Nein, dieses Grab durfte sie nicht durch billigen Spott entehren lassen. Sie durfte um ihret- und des Vaters willen nicht heim. Mochte das Heimweh in ihrer Seele wüten und brennen, stärker als das Heimweh war ihr Ehrgefühl und ihre Scham. Wenn sie nicht in die Heimat zurückkehrte, dann sickerte es dort wohl auch langsam in die Kenntnis der Leute, daß sie den Kampf um die Kunst erfolglos gefochten habe, aber doch nicht mit der Schärfe, wie wenn sie unvermittelt selber in St. Agathen erschien und man mit Fingern auf sie zeigen konnte. Kunst ohne Erfolg! Etwas vom Grausamsten im Leben. Selbst von der Heimat trennt sie.

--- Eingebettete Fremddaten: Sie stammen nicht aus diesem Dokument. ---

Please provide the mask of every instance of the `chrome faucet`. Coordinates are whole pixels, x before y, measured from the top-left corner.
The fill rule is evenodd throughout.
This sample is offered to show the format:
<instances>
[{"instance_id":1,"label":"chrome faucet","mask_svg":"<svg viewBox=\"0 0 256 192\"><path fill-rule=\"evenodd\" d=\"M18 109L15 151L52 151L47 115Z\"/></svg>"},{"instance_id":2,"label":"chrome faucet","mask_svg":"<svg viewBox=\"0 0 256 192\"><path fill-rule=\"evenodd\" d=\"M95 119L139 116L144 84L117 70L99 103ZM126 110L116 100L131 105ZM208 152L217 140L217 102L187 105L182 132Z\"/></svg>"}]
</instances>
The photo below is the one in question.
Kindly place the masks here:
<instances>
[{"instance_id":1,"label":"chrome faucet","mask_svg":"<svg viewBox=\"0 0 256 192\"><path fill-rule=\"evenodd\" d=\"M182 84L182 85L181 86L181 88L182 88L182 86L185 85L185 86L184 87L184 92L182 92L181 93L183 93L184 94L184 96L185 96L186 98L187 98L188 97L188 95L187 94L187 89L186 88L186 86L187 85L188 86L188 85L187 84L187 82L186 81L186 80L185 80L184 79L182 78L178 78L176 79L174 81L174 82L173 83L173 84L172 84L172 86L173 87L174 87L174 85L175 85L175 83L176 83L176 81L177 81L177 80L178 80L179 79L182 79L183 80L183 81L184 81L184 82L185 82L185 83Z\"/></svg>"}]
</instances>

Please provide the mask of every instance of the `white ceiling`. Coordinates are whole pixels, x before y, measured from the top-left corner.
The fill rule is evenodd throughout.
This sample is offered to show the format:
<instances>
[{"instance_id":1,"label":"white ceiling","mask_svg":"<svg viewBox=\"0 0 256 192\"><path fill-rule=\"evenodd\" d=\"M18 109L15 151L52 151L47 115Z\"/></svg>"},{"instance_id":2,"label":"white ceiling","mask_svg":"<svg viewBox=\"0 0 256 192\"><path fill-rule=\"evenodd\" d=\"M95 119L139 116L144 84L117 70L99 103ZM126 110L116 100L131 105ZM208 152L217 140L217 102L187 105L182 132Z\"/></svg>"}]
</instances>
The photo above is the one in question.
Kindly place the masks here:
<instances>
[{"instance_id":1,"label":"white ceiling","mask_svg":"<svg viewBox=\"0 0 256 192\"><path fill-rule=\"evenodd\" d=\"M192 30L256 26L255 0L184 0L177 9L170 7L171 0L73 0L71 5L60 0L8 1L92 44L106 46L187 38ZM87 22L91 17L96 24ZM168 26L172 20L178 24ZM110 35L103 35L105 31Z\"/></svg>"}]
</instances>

In der Welt also bleiben – als – als? – Sie mußte irgendeine Stelle suchen, um das Brot zu verdienen. Vielleicht taugte sie zur Erzieherin! – –

Ihr hämmerte der Kopf. Sie ging einige Schritte auf und ab, sie preßte die glühende Stirn ans kalte Fenster.

Draußen hatte es sachte zu schneien begonnen. Leis und lind fielen die Flocken durch die Dämmerung auf die gegenüberliegenden Dächer und hinab in die Straße. Überall lag schon der zarte Flaum. –

Morgen kommt ja Kuno Glür, fuhr es ihr durch die Sinne. Sie war aber jetzt nicht in einer Gemütslage, in der sie Besuch annehmen konnte. Und tat sie überhaupt wohl, den Studenten auf ihrem Zimmer zu empfangen? Sie wollte ihn noch rasch durch den Fernsprecher unten bei Mutter Illing bitten, auf den Besuch zu verzichten. Sie war aber willensunfähig, die vier Treppen hinunter- und wieder hinaufzusteigen. Auch die Gedanken versagten ihr. –

Der erste Schnee! Sie hatte ihn als Kind so sehr geliebt. –

Ein Weinkrampf bemächtigte sich Hildes, und vor das Bild ihres Vaters hingelehnt, schluchzte sie lange und bitterlich.